Мистер Холлидей делает хорошо, указывая на то, что Килмер был почти уникален в этой стране как представитель Беллоковской школы католической журналистики, в которой благочестие и веселье так удобно уживаются вместе; хотя он мог бы упомянуть Т. А. Дэйли как более старого и тонкого мастера набожного веселья, макающего в свою собственную чернильницу, а не в какие-либо импортные бутылки. Именно к Беллоку, конечно, и к Гилберту Честертону нужно идти, чтобы узнать секрет литературной манеры Килмера. И все же, как утверждает Холлидей, сходство обусловлено в такой же степени близостью ума с этими англичанами, как и любым стремлением к подражанию. Килмер был похож на них тем, что был по сути юмористом. Один взгляд на его лицо с его светящимися красно-коричневыми глазами (цвета портвейна) и подергивающимися втянутыми уголками рта давал наблюдателю впечатление благожелательного шутовства. Мистер Холлидей хорошо говорит: «Люди создали весьма достойные репутации юмористов, которые никогда не писали таких юмористических эссе, как эссе Джойса Килмера. Они буквально источают радость жизни».

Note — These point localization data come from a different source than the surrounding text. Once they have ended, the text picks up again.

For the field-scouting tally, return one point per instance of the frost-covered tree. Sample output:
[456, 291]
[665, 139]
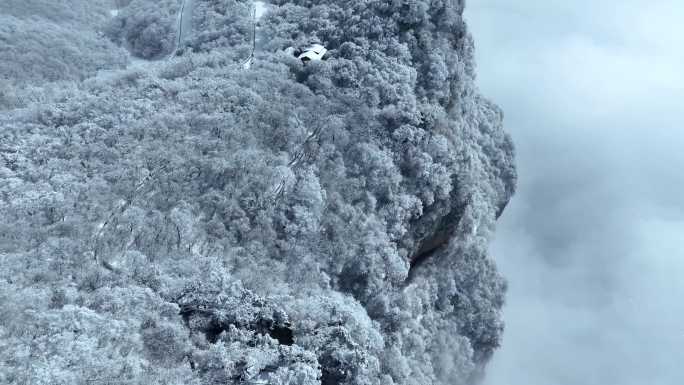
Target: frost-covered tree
[190, 221]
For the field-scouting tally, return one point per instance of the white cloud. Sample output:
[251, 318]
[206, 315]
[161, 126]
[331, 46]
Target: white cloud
[592, 93]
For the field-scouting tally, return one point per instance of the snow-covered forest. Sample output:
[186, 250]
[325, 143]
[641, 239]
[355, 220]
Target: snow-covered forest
[171, 216]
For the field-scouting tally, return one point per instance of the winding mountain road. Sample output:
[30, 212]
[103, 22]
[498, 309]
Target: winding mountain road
[184, 23]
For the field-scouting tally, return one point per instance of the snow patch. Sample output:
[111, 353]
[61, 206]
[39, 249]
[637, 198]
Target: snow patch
[260, 9]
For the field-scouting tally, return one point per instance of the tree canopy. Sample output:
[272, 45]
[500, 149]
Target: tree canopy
[187, 221]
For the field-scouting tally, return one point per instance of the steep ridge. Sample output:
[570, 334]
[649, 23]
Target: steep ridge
[159, 226]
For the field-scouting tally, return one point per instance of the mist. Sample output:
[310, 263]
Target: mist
[591, 245]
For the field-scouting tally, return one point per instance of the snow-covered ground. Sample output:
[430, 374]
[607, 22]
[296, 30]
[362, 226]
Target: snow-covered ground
[260, 9]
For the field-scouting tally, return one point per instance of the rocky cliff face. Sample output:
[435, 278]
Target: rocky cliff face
[191, 221]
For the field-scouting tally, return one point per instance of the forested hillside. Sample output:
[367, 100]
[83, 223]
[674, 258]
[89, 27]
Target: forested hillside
[188, 221]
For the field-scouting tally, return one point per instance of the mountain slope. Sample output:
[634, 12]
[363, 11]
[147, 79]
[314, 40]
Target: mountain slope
[194, 222]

«Тот, кто живет пером, от пера и погибнет», — говорит нам биограф, цитируя Джеймса Хьюнекера. «Для молодого поэта за несколько коротких лет и тяжелым бизнесом слов достичь секретаря, дворецкого и семьи из, в конечном счете, четырех детей — это современная сказка из «Тысячи и одной ночи»». Да, действительно! Но Джойс Килмер будет иметь столь же подлинное право на память благодаря любви своих друзей, как и во всем, что написала его собственная рука. И какая всеобъемлющая, почти отеческая нежность есть в картине молодого поэта в качестве продавца в книжном магазине Скрибнера:
Его улыбка, никогда не бывшая далекой, когда она приходила, была побеждающей, очаровательной. Она вспыхивала, как весеннее солнце, она была такой свежей, теплой и ясной. И тогда в его глазах был заметен свет, тихое сияние, которое отмечало его как дух, который нельзя забыть. Настолько нежно-мальчишеским он был по впечатлению, что его коллеги среди книжных клерков с трудом принимали историю о том, что он женат. Когда говорили, что у него есть сын, они ахали от недоверия. И когда однажды этот необычайный эльфийский дух заметил, что во время своего медового месяца он носил бороду, они чувствовали (я помню), что мир не в силах больше удивить их.

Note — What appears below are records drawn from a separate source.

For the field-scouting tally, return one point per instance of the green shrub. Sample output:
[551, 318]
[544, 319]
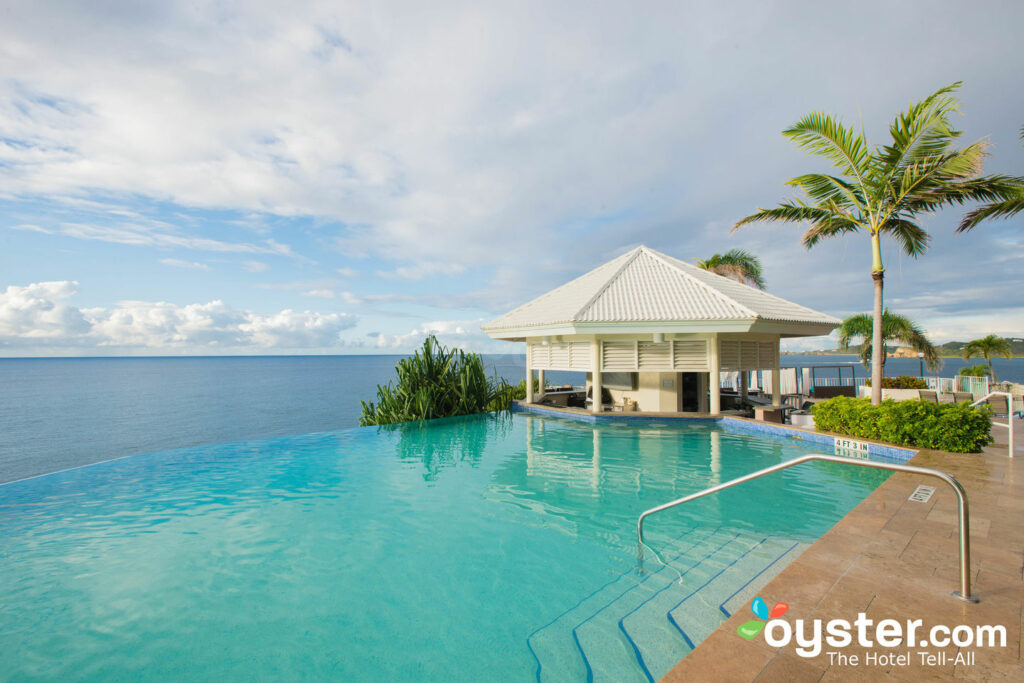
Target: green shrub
[901, 382]
[952, 427]
[436, 382]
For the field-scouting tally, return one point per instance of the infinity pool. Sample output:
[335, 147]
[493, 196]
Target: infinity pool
[482, 548]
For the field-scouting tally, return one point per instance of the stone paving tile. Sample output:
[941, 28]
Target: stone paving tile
[892, 558]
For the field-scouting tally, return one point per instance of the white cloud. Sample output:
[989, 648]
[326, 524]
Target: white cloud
[29, 227]
[525, 138]
[140, 236]
[424, 269]
[37, 318]
[463, 334]
[189, 265]
[39, 313]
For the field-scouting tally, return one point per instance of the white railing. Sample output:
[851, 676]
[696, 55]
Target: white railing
[978, 386]
[794, 382]
[1010, 415]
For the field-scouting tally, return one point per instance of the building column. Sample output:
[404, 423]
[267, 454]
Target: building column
[529, 374]
[776, 378]
[715, 378]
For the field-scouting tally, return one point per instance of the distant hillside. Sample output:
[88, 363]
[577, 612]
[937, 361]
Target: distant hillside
[948, 350]
[955, 348]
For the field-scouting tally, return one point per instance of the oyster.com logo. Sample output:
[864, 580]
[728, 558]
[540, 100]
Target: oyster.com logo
[760, 609]
[906, 641]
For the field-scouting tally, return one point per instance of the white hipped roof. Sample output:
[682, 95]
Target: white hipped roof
[646, 291]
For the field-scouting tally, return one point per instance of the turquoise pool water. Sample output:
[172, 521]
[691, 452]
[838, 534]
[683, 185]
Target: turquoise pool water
[484, 548]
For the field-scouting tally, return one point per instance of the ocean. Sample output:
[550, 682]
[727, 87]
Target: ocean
[61, 413]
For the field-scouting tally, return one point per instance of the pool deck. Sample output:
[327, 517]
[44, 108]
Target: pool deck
[894, 558]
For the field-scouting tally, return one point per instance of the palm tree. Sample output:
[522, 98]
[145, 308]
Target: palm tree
[895, 328]
[738, 264]
[976, 371]
[884, 190]
[1001, 208]
[986, 347]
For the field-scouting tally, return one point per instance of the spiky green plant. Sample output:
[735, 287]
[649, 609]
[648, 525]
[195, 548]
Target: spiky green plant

И еще более поразительно то, что подразумевается в повествовании: что когда этот «эльфийский дух», этот нежно воспитанный молодой человек книжных занятий, взялся за искусство войны, он гордился своей ассоциацией с буйным полком, набранным в основном из жестких парней типа, который мы можем назвать (без тени неуважения) грубиянами. Трудности и усилия, привычные для них, были новыми для него, но он поставил себе целью завоевать их любовь и уважение, и сделал это. Он не успокоился, пока не нашел путь в самую изнурительную и опасную ветвь всей работы. Он снова и снова говорил, что предпочел бы быть сержантом в 69-м, чем лейтенантом в любом другом подразделении. В «эльфийском духе» было сердце героизма. Та же самая лихая беззаботность, которая диктовала еженедельную статью для его газеты, когда он был в больнице с тремя сломанными ребрами после того, как его сбил поезд, была закалена и стальна в сержанте, который каждую ночь разрывал свою форму в клочья, проползая через колючую проволоку.

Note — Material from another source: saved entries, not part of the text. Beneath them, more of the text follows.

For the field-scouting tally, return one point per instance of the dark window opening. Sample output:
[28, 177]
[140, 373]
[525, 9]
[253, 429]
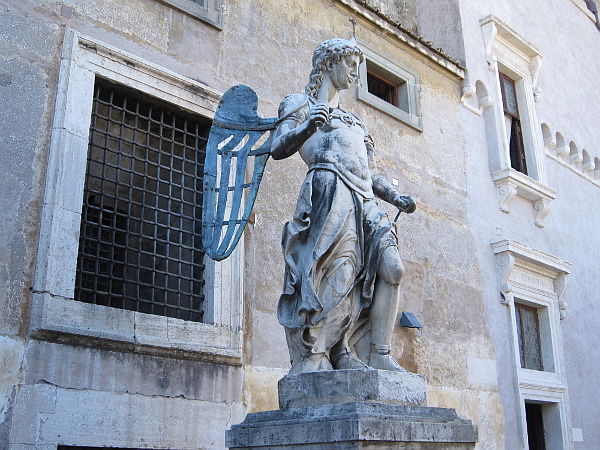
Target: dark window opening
[528, 332]
[535, 426]
[513, 123]
[382, 88]
[140, 243]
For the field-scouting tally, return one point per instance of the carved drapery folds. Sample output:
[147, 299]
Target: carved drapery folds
[529, 273]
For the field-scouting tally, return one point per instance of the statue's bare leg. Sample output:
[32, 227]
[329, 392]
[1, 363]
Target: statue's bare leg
[384, 310]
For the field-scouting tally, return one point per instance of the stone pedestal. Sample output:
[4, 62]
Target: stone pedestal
[353, 409]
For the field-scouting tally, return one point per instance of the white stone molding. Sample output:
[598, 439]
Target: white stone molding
[505, 263]
[560, 287]
[521, 268]
[534, 67]
[490, 30]
[469, 92]
[542, 207]
[507, 191]
[54, 311]
[583, 164]
[476, 92]
[574, 156]
[586, 162]
[549, 139]
[562, 149]
[511, 54]
[537, 279]
[510, 183]
[483, 96]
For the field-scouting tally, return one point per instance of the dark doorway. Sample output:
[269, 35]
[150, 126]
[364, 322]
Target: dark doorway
[535, 426]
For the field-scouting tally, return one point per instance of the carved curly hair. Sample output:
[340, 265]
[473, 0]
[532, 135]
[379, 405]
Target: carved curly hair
[334, 50]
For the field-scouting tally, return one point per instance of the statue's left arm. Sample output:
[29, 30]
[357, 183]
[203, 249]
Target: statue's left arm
[382, 188]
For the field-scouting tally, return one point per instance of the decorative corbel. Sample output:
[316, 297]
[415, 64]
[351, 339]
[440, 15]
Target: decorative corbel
[534, 68]
[542, 207]
[468, 92]
[560, 288]
[489, 34]
[504, 265]
[506, 193]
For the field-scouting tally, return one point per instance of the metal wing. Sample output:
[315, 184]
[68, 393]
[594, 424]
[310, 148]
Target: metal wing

Смех, товарищество и сытные обеды собирались вокруг Килмера: где бы он ни касался точильного камня жизни, вверх летел веселый душ искр. Есть убедительное свидетельство мужества и красоты, которые тихо лежали в сердце этого певца, который говорил, что поэт — это всего лишь прославленный репортер, и жалел, что не написал «Кейси на бите».